Force est aussi de constater que les autorités n'entretiennent pas assez de contacts entre elles ; il arrive souvent qu'une autorité ne sache pas ce qu'une autre fait. Les services compétents en matière de migrations, de naturalisation, les services de police, d'état civil et d'instruction publique doivent mieux collaborer et poursuivre des objectifs communs.

Il ne s'agit là que de quelques remarques ponctuelles. Les femmes et hommes du terrain pourront vous en dire plus.

6. Droit pénal des mineurs

Le nouveau droit pénal des mineurs est en vigueur depuis le 1er janvier 2007. Il prévoit une large palette de sanctions, dont notamment des sanctions plus sévères (privation de liberté pouvant durer jusqu'à quatre ans : art. 25, DPMin, au lieu d'une peine de détention jusqu'à un an : art. 95 de l'ancienne version du code pénal). Il ne s'agit pas d'exiger à tout prix une sanction élevée. Les sanctions doivent être adaptées à la situation de l'auteur de l'infraction. Soyons attentifs à la manière dont va évoluer ce domaine. Si la nouvelle loi devait se révéler insuffisante, il faudrait l'adapter le plus rapidement possible.

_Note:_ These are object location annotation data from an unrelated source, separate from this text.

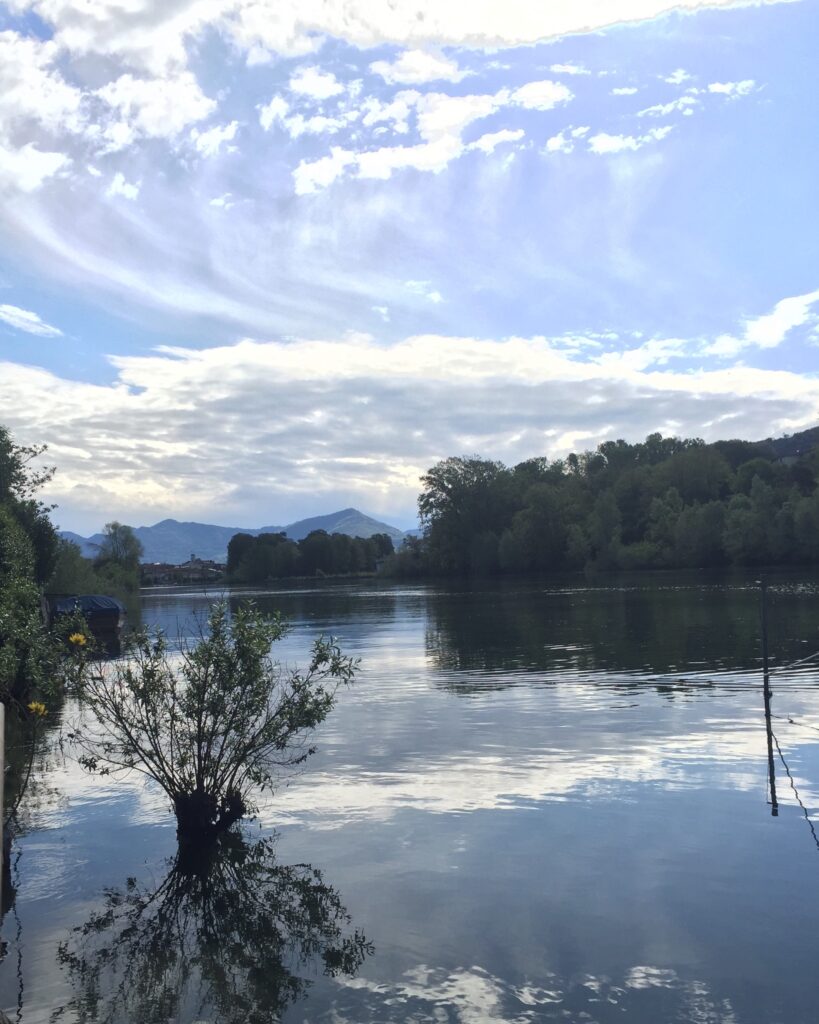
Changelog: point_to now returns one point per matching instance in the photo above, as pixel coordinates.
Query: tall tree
(120, 546)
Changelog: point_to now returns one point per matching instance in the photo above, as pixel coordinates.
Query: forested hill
(665, 502)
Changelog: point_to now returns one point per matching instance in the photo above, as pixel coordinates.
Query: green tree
(120, 546)
(213, 724)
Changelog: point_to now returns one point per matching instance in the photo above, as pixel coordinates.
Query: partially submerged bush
(212, 723)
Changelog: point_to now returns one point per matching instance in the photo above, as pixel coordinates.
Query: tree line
(274, 556)
(665, 502)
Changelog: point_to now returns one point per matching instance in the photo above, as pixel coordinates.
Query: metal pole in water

7. Remarques concernant le travail de la police

Il vous faut une mission claire. Votre tâche est très difficile. A mon avis, l'un des problèmes principaux, c'est que vous n'avez pas de mission politique claire. Suivant l'orientation de votre direction politique, vous êtes plus gênés que soutenus dans l'exercice de vos tâches.

Ce qui me frappe également, quand j'observe les actes de violence les plus récents, c'est qu'ils suivent presque toujours le même schéma. La proportion d'étrangers ou de personnes fraîchement naturalisées responsables de tels actes est au-dessus de la moyenne. Deuxièmement, de nombreux délinquants sont originaires des Balkans. Lorsque les tentatives de dissimulation ne fonctionnent pas, c'est alors l'habituelle armada de travailleurs sociaux, pédagogues et psychologues qui essaient de nous convaincre que les véritables victimes seraient ces garçons qui n'ont pas de perspectives et se sentent rejetés par la société suisse.

Nous ne devons pas chercher à faire preuve de compréhension à l’égard des auteurs d’actes de violence et d’agressions d'une gravité extrême, ni à les excuser.

En cas d'infraction à la loi, la police et la justice doivent intervenir. Mais il faut pour cela une justice qui travaille dans ce sens et qui soutient les polices cantonales dans leur travail.

C'est là en effet ce que nous devons aux véritables victimes et à la population, qui ont le droit de vivre en sécurité en Suisse.